Rep. Kristey Williams says voucher programs could provide more individualized attention. She defended the program alongside Senate President Ty Masterson during a forum Saturday in Augusta. Photo by (Sherman Smith/Kansas Reflector)

TOPEKA — Senate President Ty Masterson and Rep. Kristey Williams delivered a series of inaccurate statements on gun violence, public school cuts and special education funding during an hourlong public forum Saturday in Augusta.

The forum took place a day after the Senate rejected legislation crafted by Williams to create a private school voucher program. Lawmakers adjourned for spring break in the early morning hours of April 7.

Williams, an Augusta Republican, and Masterson, an Andover Republican, complained about public school performance and made their case for using taxpayer funds to incentivize attendance at unregulated private schools.

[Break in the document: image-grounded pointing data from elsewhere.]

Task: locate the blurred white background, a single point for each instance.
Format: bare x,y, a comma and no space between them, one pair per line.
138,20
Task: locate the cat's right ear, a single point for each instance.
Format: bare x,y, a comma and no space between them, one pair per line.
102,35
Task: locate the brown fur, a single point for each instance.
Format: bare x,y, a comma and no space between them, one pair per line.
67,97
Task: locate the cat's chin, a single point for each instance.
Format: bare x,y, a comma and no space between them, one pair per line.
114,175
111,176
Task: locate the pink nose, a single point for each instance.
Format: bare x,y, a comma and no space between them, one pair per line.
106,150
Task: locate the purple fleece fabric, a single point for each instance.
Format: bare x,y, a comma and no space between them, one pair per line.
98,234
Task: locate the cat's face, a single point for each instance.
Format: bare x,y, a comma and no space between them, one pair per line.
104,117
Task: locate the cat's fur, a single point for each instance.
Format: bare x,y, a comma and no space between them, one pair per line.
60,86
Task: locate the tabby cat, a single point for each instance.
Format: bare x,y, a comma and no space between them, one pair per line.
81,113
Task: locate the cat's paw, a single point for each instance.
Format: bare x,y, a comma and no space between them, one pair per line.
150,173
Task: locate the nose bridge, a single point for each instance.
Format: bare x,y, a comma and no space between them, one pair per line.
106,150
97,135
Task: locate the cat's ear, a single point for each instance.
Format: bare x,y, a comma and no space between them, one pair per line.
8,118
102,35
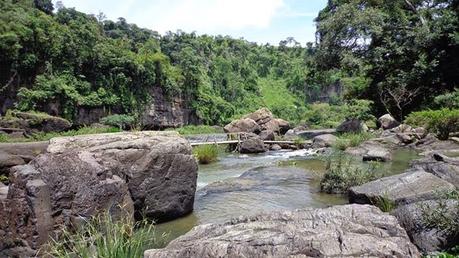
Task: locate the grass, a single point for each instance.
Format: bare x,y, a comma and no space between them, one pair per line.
197,129
384,203
342,174
206,154
42,136
104,237
347,140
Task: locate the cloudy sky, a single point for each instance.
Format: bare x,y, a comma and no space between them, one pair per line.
262,21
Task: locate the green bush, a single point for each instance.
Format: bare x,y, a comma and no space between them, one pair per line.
341,174
347,140
324,115
104,237
441,122
120,121
206,154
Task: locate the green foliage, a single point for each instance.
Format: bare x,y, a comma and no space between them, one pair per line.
198,129
104,237
403,51
448,100
347,140
341,174
120,121
384,203
441,122
206,154
324,115
442,216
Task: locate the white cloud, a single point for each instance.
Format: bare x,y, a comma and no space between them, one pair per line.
207,16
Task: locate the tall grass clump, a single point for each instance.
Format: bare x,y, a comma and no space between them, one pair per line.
342,174
347,140
206,154
104,237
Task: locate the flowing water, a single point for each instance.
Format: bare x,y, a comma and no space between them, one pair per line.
292,193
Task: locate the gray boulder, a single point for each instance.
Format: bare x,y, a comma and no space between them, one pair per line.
440,165
402,189
351,126
371,151
246,125
428,239
339,231
252,145
267,135
129,174
387,122
324,140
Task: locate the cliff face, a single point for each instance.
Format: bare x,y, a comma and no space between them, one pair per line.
164,112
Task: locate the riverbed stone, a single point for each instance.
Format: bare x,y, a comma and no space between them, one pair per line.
324,140
428,239
246,125
404,188
129,174
339,231
387,122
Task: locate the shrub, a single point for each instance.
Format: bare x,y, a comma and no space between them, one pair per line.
341,174
442,216
384,203
347,140
120,121
104,237
206,154
441,122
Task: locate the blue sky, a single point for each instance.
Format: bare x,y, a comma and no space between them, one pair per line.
262,21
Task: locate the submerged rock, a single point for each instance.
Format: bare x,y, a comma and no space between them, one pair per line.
339,231
405,188
324,140
149,173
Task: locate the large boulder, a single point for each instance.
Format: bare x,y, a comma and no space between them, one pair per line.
339,231
404,188
130,174
246,125
351,126
387,122
440,165
371,151
427,238
324,140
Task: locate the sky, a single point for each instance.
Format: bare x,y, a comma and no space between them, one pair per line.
261,21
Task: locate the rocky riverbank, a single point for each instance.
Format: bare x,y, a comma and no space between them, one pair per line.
135,174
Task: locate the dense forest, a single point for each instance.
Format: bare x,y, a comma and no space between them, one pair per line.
387,56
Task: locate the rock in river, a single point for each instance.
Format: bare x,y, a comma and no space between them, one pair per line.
147,172
338,231
405,188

In an interview, Liz Meitl, a public school teacher in Kansas City, Kansas, said Masterson and Williams were misrepresenting K-12 pubic education information.

“What they’re doing is creating circumstances in which the Kansas public can’t have conversations about real change or real improvement,” Meitl said. “They’re gaslighting us as a whole state.”

School funding cuts

Masterson falsely claimed there was no funding cut to public schools under former Gov. Sam Brownback, even though the state repeatedly slashed public school funding between 2008 and 2016, years when Masterson was in the Legislature.

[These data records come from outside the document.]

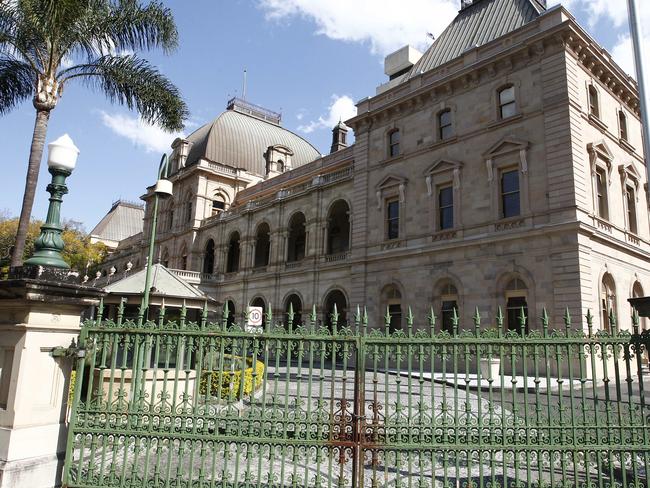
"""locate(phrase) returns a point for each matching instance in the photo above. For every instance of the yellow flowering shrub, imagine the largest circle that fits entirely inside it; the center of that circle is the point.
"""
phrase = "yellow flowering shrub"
(223, 382)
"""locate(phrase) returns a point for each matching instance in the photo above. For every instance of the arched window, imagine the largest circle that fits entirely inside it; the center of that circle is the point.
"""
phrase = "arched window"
(507, 102)
(607, 301)
(394, 143)
(338, 228)
(516, 295)
(594, 108)
(232, 264)
(259, 302)
(392, 303)
(336, 297)
(622, 125)
(208, 257)
(232, 312)
(184, 258)
(262, 245)
(448, 304)
(189, 216)
(296, 303)
(445, 127)
(637, 292)
(297, 238)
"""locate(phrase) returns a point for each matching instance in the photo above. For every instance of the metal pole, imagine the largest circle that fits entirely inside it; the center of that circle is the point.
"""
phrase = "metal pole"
(635, 35)
(162, 172)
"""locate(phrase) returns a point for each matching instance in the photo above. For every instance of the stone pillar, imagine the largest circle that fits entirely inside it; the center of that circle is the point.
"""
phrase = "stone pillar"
(35, 318)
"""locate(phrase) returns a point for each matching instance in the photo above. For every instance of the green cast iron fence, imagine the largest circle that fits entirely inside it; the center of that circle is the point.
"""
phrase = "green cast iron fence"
(181, 404)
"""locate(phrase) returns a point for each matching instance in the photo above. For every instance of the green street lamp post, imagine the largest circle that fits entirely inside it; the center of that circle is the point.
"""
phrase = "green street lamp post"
(163, 189)
(62, 159)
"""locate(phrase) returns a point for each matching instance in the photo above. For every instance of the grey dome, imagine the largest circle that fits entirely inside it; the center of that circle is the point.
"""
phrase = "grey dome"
(240, 140)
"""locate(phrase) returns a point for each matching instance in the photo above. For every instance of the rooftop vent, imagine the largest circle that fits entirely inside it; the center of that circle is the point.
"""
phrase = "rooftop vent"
(401, 61)
(244, 107)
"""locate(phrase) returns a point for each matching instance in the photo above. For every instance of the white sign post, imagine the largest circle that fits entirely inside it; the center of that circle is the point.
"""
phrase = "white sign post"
(255, 318)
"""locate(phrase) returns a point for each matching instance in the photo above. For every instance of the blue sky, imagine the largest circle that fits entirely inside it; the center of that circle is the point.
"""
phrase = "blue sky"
(309, 59)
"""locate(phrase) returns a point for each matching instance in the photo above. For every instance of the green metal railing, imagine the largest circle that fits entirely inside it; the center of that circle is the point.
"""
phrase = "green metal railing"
(169, 404)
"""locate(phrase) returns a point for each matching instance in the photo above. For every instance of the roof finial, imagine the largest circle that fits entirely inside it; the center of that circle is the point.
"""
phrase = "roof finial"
(243, 90)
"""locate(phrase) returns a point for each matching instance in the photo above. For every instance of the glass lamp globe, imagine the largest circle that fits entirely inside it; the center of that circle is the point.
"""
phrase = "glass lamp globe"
(62, 154)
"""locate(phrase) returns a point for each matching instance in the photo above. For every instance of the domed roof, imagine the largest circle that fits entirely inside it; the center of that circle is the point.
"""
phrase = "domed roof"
(240, 136)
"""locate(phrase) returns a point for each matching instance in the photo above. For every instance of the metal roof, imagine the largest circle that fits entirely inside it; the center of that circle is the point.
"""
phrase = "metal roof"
(240, 140)
(123, 220)
(476, 25)
(164, 284)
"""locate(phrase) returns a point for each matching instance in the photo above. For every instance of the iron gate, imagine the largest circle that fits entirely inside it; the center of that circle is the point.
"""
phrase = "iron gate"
(181, 404)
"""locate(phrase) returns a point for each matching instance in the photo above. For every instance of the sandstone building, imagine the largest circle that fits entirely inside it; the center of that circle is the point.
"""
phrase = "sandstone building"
(502, 167)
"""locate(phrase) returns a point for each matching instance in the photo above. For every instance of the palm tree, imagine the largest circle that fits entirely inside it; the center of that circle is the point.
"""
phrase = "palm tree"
(44, 44)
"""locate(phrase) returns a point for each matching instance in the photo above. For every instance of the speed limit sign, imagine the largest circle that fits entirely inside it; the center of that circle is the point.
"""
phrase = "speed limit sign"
(255, 316)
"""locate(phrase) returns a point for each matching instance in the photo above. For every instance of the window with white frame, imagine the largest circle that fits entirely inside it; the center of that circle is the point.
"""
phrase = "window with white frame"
(445, 126)
(594, 107)
(394, 139)
(630, 201)
(510, 193)
(448, 307)
(601, 193)
(507, 102)
(622, 125)
(446, 207)
(516, 295)
(607, 302)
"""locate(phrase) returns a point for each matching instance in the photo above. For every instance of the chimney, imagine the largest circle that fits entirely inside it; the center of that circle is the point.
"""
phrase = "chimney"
(339, 137)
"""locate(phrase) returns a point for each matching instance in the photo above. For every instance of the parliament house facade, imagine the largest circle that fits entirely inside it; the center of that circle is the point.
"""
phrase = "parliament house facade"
(503, 168)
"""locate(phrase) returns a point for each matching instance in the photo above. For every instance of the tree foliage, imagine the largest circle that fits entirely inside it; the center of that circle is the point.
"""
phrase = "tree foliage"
(45, 44)
(79, 253)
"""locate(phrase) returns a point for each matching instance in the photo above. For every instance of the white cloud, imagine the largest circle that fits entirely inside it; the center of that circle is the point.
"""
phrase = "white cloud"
(341, 108)
(150, 138)
(385, 25)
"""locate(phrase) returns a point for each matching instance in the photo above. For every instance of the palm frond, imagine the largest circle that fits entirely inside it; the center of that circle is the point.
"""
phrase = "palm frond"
(17, 81)
(132, 26)
(135, 83)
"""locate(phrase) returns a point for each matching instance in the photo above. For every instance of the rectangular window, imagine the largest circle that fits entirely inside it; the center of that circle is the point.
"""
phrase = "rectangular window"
(218, 206)
(507, 104)
(631, 209)
(514, 306)
(510, 203)
(394, 139)
(446, 208)
(392, 219)
(447, 315)
(601, 193)
(622, 122)
(446, 128)
(593, 102)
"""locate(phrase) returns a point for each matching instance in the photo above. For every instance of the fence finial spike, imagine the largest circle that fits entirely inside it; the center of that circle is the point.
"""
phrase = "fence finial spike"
(567, 318)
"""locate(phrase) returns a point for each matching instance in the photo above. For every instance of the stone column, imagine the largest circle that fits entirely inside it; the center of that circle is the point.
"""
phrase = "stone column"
(37, 316)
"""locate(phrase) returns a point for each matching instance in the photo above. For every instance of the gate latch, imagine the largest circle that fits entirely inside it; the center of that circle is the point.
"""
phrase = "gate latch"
(72, 351)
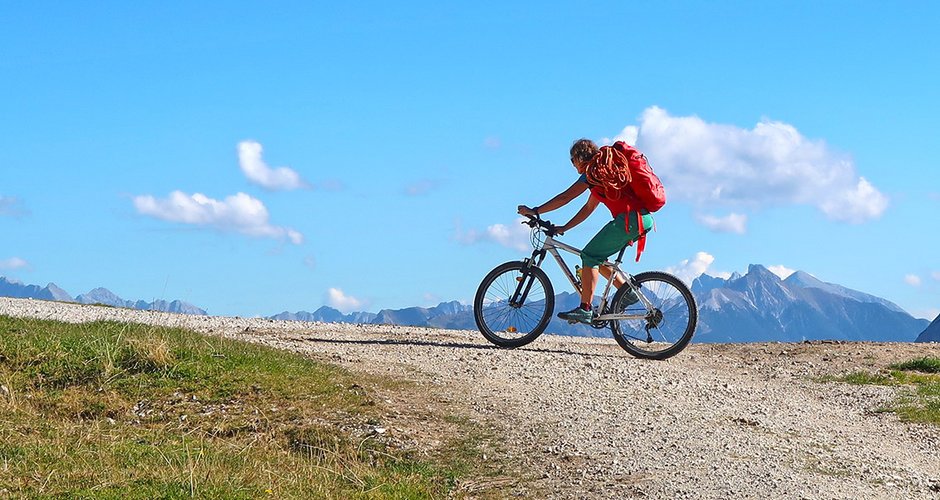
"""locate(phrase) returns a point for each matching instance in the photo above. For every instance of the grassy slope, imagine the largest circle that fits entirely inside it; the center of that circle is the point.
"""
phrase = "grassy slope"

“That’s the biggest lie out there in the ether, is that there was this big cut in schools,” Masterson said. “The only governor that actually hard cut schools — which was less-money-in-subsequent-years, I-got-less-than-I-did-before cut definition — the only governor that cut schools was Mark Parkinson.”

Parkinson, a Democrat, executed several rounds of school budget cuts in response to the 2008 recession, leading schools to file a lawsuit in 2010, the year Brownback was elected. The Legislature again lowered the amount of money the state provides public schools after Brownback took office in 2011.

As the state lost a series of legal challenges for underfunding schools, the Legislature replaced a formula that dated to 1992 with a two-year block grant to school districts. The Kansas Supreme Court determined the grants, which lowered K-12 school funding and eliminated extra aid for students in poverty, were unconstitutional.

Legislators and lobbyists who propose spending less on public schools sometimes conflate the distinction between state aid, which pays for teacher salaries and classroom expenses, with local bond projects and federal aid for food and transportation.

“K-12 never got less money. And that’s just math,” Masterson said.

Senate and House lawmakers reached a deal last week to cut $76.3 million in base state aid from public school funding, but neither chamber voted on the proposal before adjourning.

The funding bill was criticized because of the cuts, and also because it was a massive piece of legislation that blended state funding for K-12 education with provisions from nine other bills, including a form of parental rights legislation and an extension of the statewide mill levy that generates revenue for public schools.